Dortmund (ots) – Lfd. Nr.: 0195 09.02.2016 – 11:05

Ein diebisches Pärchen hielt in den vergangen zwei Tagen die Polizei auf Trab.

Kapitel I Die Geschichte beginnt am letzten Sonntag (7.2.). Zivile Beamte beobachteten gegen 15.45 Uhr ein einschlägig bekanntes Pärchen auf der Hohen Straße. Sie schauten verdächtig in verschiedene abgestellte Fahrzeuge hinein. Beute war dort wohl nicht zu finden, also ging es in die Beurhausstraße und dort in das Krankenhaus. Sie verschwanden auf einer Station, um kurz darauf mit einer fremden Handtasche wiederzukommen. Im Aufzug griffen die Beamten zu und nahmen die beiden fest. Bei der Durchsuchung kam eine weitere Geldbörse ans Licht, die vermutlich ebenfalls aus einem Diebstahl stammte. Der 34-Jährige (wohnhaft in Gelsenkirchen) und seine 23-jährige Begleiterin (wohnhaft in Unna) haben sich durch zig gleichgelagerte Delikte bei der Polizei einen Namen „erarbeitet“. Die Beamten brachten beide in das Polizeigewahrsam.

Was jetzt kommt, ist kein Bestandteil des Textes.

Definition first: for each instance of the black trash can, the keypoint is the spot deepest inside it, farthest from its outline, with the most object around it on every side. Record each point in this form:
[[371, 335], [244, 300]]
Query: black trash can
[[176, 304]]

Kapitel II Am nächsten Tag (8.2.) musste das Pärchen nach Beendigung der polizeilichen Maßnahmen gegen 10 Uhr wieder entlassen werden. Diesmal ging es jedoch nicht in ein Krankenhaus, sondern in einen Supermarkt. Dort machten sie jedoch die Rechnung ohne den dortigen Detektiv. Der alarmierte gegen 12.30 Uhr die Polizei, nachdem das Duo wiederum ihren Gewohnheiten nachgegangen war. Sie hatten Zigaretten gestohlen.

Kapitel III Der Höhepunkt. Nachdem der Detektiv die Polizei alarmiert hatte, brachte er die beiden zur Sachverhaltsaufnahme in sein Büro. Als hätte man in den letzten Tagen nicht schon genug gestohlen, versuchte die 23-Jährige dort das Handy aus der Jacke einer Angestellten zu entwenden. Unterbunden wurde dies abermals vom aufmerksamen Ladendetektiv.

Kapitel IV Die Beamten brachten die beiden jetzt also wieder in das Polizeigewahrsam. Erneut konnte sich die Polizei mit dem Wunsch der Untersuchungshaft nicht durchsetzen. Auch die Bewährung (beide verbüßen derzeit eine mehrmonatige Haftstrafe auf Bewährung) wurde nicht widerrufen. Beide wurden im Laufe des Tages entlassen.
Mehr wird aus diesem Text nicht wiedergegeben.